Ele entrou e viu muitos e muitos tipos de pães: todos diferentes e com nomes quase desconhecidos. O padeiro nem estava por ali. Então, com muita dificuldade, pesquisando e lendo nas embalagens de cada pão, ele conseguiu escolher qual era o pão que precisava. Após a escolha, com os pães em mão seguiu para o caixa.

No caixa, uma nova surpresa. Ele colocou seus produtos no balcão e perguntou para o caixa:

— Quanto fica tudo?

— Hoje é você quem vai calcular — disse o caixa.

Ainda confuso João retrucou:

— Mas eu não sei quanto custam esses pães.

— Se você não sabe terá que descobrir, se precisar de ajuda, contrate alguém para calcular por você. Porém, é preciso tomar cuidado: caso você erre poderá ter que pagar uma multa bastante expressiva— respondeu o caixa.

Nesse momento, João se retirou da padaria e não comprou o pão.


Agora substitua “João” pelo seu nome, ou pelo nome de qualquer pessoa que precise declarar o Imposto de Renda. “A Padaria” é o sistema em si. Você percebe o tamanho do problema? 

A grande diferença entre a história do João e o Sistema do Imposto de Renda é que, no caso do João, ele pôde escolher sair da padaria. Porém, caso você precise declarar você não possui essa opção. Ou seja, é obrigado a declarar, deve fazer corretamente (caso não faça poderá cair na chamada “malha fina” e ainda receber multas) e não possui muita ajuda ou opções durante o processo.

Porém, nem só de história vive o design. Por esse motivo, a seguir irei apresentar o modo como conduzi minhas pesquisas, a fim de ajudar pessoas como o João a terem uma experiência mais positiva da próxima vez que precisarem ir até “A Padaria”. 
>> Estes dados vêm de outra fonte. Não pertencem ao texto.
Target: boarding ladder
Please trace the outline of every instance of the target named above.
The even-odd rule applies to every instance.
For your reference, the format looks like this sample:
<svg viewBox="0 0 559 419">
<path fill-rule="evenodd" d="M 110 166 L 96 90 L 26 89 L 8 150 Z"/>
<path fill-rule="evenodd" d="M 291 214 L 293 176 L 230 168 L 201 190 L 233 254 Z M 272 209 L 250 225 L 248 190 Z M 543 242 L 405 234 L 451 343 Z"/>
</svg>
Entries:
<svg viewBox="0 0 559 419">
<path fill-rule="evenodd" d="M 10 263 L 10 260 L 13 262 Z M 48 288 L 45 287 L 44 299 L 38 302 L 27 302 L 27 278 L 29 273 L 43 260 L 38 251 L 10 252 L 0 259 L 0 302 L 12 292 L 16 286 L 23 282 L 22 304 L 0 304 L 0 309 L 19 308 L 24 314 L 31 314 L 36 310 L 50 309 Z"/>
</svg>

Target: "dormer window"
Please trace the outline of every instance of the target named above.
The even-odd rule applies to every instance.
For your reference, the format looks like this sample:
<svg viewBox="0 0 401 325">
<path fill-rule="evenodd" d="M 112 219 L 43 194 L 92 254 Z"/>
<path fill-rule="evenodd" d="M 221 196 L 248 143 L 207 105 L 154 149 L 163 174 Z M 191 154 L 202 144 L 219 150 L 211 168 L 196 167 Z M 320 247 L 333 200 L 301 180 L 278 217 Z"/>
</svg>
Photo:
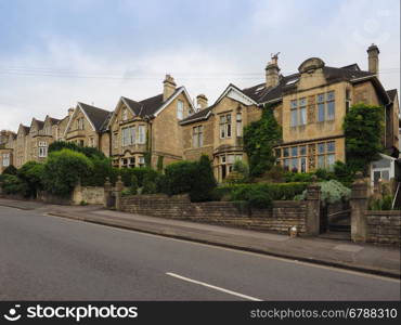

Discovery: conhecendo o cenário, pesquisas e UX Design

A hipótese eu já tinha: “O Sistema de Imposto de Renda não entrega valor”, mas era preciso validar. Para fazer essa validação foram realizados diferentes tipos de pesquisas, as quais incluíram etapas como: 

  1. Desk Research
  2. Análise do sistema atual
  3. O que pensam os usuários?
  4. Consolidação dos dados

1. Desk Research

Para esse projeto específico, sobre um sistema bastante conhecido no cenário tupiniquim, não foi difícil encontrar notícias, comentários, vídeos e vários tipos de materiais relacionados ao funcionamento do sistema. Por esse motivo, uma das minhas primeiras etapas de pesquisa foi através da chamada Desk Research.

O primeiro ponto a ser citado é a imensa quantidade de vídeos, tutoriais, artigos e similares explicando desde como fazer uma declaração completa até detalhes menores sobre como preencher partes específicas. O interessante a ser notado nesse contexto é que se existem tantos materiais é porque existe também bastante necessidade de entendimento por parte dos usuários do sistema.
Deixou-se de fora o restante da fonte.